他にも「やりたくない」と思ったのは、 披露宴で新郎新婦がケーキをカットする際、参列者たちが2人を囲んで一気にシャッターを押す写真撮影大会。あれを初めてみた時はどん引きしてしまったのを覚えている。

私は仕事柄カメラの裏側にいることが多いので、カメラのレンズを向けられることに非常に違和感を感じる。
いくら人生の晴れ姿であっても、ああも大勢にカメラのレンズを向けられ、それぞれのメモリーカードに私たち夫婦のケーキを切る瞬間の画像が残されてしまうことに、うれしさを感じられなかったのだ。
結婚することになったら絶対に避けたいと思っていたこの催し。
ところが、私たち夫婦が居酒屋の座敷を貸し切って飲み会を開催した際、はからずもそれを体験することになったのだった。

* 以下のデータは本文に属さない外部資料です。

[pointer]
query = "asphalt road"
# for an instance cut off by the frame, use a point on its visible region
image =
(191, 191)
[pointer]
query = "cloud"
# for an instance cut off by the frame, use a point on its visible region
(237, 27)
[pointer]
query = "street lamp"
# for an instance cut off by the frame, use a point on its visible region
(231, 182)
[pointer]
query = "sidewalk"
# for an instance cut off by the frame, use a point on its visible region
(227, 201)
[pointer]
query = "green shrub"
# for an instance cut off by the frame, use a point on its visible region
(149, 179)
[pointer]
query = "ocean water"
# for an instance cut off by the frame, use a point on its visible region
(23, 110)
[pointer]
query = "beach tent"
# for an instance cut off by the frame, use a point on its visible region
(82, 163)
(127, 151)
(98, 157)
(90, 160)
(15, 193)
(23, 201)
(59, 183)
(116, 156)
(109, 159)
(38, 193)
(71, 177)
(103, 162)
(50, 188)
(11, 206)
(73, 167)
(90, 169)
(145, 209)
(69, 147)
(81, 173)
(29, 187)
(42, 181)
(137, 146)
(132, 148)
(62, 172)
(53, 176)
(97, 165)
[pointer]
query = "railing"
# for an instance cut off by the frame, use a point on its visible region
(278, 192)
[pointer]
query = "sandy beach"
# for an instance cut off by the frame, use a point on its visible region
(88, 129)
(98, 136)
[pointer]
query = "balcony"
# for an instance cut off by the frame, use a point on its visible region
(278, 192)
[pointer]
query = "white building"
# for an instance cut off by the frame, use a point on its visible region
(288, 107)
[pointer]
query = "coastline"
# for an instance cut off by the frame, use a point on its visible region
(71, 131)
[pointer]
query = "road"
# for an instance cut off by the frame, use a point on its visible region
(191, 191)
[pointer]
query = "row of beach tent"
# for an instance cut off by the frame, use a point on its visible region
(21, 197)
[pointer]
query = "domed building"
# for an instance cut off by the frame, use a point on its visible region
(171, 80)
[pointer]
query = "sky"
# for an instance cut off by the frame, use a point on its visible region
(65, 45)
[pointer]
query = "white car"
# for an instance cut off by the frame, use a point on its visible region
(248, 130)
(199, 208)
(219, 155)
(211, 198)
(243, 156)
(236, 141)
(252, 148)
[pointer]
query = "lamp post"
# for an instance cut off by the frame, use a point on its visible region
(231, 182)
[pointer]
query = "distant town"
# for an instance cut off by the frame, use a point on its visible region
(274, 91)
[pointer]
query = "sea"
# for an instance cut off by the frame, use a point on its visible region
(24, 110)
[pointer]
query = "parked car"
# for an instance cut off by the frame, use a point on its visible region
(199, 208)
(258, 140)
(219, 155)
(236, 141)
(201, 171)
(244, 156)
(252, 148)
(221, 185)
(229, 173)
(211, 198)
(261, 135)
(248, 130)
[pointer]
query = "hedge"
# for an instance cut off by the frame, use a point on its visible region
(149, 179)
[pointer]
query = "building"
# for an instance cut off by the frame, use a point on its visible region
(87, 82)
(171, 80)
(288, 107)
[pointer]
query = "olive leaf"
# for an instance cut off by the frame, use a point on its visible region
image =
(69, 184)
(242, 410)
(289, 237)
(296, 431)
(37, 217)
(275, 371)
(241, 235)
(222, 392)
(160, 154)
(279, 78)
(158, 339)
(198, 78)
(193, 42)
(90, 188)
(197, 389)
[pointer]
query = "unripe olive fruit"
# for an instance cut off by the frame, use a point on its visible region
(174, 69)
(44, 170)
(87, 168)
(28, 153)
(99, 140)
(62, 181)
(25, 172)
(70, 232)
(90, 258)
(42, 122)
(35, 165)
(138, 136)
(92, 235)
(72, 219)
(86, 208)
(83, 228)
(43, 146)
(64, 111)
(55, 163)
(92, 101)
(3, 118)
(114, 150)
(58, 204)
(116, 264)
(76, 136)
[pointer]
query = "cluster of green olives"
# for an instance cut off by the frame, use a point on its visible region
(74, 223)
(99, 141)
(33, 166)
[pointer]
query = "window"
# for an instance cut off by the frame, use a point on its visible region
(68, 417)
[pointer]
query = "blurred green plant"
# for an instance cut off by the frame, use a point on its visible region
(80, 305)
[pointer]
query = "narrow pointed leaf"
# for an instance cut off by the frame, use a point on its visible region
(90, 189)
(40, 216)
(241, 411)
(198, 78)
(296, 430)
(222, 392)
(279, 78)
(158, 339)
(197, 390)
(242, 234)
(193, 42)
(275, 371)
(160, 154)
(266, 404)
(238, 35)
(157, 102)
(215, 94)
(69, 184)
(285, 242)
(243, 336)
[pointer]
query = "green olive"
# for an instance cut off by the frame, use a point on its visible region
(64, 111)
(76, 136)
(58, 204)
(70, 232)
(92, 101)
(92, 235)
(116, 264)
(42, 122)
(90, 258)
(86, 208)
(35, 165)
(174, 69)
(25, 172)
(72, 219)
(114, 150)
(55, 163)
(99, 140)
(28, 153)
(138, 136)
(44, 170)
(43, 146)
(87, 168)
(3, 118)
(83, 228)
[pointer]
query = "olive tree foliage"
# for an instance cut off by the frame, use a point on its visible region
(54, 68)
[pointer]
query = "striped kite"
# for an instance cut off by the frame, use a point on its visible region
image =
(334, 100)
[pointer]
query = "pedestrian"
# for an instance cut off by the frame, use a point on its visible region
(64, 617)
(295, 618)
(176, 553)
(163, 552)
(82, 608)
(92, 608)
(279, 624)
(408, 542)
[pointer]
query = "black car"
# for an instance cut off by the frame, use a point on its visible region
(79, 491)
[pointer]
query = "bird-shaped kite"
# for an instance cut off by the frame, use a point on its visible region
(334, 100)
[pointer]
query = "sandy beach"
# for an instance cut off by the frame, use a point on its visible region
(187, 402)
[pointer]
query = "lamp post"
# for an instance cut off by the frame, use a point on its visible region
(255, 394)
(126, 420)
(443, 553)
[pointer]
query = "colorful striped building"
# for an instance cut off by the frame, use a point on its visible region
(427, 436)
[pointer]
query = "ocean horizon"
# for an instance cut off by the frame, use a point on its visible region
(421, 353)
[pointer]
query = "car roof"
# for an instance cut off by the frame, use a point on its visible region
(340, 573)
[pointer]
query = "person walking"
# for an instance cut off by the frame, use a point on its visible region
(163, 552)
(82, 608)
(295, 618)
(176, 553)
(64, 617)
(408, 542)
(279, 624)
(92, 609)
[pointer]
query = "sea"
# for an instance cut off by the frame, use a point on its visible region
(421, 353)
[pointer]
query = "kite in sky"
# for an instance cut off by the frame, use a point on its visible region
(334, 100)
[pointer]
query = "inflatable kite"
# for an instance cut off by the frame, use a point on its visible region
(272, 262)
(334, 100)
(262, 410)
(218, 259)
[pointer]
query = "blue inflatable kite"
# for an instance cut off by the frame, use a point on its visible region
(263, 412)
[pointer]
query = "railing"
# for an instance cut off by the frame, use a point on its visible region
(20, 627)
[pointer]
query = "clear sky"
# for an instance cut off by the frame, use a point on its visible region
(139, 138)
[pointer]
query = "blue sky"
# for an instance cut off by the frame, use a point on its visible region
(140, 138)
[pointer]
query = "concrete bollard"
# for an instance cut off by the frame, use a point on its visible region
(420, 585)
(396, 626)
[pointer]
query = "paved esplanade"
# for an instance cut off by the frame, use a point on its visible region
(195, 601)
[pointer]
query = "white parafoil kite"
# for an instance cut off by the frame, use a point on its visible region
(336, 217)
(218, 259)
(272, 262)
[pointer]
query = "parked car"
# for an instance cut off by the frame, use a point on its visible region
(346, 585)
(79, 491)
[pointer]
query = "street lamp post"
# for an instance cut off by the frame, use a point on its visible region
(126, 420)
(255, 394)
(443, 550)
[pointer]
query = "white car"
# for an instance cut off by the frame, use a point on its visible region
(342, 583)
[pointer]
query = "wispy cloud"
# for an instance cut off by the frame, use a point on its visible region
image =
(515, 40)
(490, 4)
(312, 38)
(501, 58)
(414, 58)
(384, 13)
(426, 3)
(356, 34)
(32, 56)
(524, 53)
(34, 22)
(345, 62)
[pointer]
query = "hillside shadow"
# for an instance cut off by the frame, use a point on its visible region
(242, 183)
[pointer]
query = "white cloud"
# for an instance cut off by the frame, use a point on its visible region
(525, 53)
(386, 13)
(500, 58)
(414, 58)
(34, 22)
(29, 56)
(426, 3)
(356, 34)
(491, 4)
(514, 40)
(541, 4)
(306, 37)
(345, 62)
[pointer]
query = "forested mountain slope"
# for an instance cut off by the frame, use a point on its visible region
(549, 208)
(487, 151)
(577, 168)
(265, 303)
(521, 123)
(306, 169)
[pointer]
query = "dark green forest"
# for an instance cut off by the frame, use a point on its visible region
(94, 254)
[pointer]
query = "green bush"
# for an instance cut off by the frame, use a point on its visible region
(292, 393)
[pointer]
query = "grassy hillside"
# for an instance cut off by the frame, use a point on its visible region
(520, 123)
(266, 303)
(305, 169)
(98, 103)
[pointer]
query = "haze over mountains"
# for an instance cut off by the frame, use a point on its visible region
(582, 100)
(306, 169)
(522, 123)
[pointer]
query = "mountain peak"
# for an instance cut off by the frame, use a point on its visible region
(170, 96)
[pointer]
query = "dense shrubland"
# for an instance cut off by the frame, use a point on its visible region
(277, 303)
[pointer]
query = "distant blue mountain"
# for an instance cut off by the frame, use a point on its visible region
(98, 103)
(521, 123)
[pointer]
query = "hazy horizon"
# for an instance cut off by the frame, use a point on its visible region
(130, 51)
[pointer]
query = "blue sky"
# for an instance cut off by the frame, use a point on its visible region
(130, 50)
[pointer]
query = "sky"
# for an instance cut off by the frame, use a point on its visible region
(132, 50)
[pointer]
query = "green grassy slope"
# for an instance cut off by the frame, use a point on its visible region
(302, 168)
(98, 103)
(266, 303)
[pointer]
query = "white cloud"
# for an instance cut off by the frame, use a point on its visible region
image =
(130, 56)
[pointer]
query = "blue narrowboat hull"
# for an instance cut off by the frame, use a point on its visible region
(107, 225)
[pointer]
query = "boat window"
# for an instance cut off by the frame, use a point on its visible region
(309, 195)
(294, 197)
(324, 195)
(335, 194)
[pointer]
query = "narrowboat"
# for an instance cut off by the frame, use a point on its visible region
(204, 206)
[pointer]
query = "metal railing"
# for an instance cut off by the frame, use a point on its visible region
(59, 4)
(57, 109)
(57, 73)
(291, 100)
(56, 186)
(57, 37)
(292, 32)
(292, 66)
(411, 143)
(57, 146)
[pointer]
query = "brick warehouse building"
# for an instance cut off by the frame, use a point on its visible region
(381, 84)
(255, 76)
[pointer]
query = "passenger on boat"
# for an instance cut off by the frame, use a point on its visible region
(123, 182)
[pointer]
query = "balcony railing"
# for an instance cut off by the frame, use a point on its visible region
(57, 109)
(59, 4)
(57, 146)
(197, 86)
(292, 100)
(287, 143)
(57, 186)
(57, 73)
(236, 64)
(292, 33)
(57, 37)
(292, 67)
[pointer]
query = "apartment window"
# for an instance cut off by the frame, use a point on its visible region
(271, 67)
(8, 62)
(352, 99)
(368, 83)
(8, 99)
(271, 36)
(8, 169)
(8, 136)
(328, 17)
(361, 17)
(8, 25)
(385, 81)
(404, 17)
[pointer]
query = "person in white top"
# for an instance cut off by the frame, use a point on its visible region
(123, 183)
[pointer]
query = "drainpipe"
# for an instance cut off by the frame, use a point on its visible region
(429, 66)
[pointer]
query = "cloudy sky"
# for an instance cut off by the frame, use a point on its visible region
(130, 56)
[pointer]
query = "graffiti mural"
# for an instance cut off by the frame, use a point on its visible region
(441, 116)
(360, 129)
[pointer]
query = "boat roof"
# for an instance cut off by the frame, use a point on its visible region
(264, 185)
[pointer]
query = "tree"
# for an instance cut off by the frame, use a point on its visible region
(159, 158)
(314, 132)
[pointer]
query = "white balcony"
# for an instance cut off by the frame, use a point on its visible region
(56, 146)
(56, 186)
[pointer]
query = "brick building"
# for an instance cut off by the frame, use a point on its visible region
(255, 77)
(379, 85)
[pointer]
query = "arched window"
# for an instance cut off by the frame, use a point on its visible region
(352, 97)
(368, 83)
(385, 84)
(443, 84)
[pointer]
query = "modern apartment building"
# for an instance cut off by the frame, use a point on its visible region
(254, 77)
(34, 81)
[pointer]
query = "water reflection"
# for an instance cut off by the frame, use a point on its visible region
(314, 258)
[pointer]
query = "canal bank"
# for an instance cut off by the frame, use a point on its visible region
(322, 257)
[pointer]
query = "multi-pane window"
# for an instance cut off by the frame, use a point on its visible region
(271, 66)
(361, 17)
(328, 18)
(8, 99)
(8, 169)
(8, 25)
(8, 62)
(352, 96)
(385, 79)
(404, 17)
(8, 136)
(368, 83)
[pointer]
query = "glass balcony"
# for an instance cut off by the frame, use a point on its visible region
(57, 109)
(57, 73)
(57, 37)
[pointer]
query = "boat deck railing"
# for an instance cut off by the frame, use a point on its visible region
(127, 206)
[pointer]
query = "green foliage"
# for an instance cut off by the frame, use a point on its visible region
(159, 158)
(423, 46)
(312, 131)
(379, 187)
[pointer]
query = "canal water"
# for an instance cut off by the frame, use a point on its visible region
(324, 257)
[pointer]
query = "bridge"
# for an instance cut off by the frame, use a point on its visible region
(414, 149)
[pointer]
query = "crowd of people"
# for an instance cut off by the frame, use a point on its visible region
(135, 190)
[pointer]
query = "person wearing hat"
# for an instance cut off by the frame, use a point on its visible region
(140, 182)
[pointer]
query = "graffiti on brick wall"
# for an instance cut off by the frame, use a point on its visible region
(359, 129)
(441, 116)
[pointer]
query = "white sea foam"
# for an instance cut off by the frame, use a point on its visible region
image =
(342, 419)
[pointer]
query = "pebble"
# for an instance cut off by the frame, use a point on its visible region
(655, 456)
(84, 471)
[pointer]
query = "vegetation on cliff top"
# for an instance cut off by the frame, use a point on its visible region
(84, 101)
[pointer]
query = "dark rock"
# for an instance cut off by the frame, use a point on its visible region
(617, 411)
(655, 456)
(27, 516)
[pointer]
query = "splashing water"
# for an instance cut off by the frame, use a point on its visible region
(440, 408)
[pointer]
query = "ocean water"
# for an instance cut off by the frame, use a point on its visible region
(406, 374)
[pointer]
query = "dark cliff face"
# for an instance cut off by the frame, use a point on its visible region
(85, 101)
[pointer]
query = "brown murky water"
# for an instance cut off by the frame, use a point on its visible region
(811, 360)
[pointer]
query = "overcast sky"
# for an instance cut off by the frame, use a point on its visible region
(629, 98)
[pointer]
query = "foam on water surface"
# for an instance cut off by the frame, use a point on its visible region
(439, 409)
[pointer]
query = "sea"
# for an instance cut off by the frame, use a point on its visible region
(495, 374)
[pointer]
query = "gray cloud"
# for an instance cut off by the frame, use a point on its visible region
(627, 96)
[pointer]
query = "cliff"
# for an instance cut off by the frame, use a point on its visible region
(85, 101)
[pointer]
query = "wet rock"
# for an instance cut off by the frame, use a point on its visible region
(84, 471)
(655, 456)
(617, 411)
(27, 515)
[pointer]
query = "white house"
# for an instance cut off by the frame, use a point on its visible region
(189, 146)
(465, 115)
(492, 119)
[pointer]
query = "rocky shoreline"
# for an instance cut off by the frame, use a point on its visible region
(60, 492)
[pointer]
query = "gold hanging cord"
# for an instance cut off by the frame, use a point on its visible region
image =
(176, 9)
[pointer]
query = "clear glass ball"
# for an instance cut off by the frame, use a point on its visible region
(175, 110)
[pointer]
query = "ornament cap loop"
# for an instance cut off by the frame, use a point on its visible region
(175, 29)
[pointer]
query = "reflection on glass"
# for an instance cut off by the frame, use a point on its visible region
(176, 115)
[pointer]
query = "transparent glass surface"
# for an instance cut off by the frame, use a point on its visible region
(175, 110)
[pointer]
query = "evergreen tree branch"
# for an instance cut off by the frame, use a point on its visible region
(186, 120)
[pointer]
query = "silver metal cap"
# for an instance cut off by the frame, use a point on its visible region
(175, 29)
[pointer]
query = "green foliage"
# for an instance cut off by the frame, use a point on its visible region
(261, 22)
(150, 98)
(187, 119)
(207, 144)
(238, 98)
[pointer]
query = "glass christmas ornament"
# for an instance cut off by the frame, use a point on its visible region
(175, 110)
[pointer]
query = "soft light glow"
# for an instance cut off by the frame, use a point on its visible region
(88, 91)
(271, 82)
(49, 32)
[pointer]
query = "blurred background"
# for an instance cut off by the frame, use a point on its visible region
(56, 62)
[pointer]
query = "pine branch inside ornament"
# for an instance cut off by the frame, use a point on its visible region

サプライズで幹事の友人が巨大ケーキを注文してくれていたのだ。まさか、もつ鍋が有名な居酒屋で、マカロンがちりばめられた洋風の3段ケーキが出てくるとは思わなかった!

火花が飛び散る巨大ケーキがどこからともなく登場し、私たちの前に鎮座した時には、これまでお世話になっている私の友人や元同僚、上司たちが一斉に注目して携帯カメラを向けているではないか……。

結果、なんだかその場の全員が一致団結して結びつくような空気が生まれ、お祭り感があって正直楽しかった。なにより、サプライズをしてくれた友人の心意気に感謝してジンときたのだった。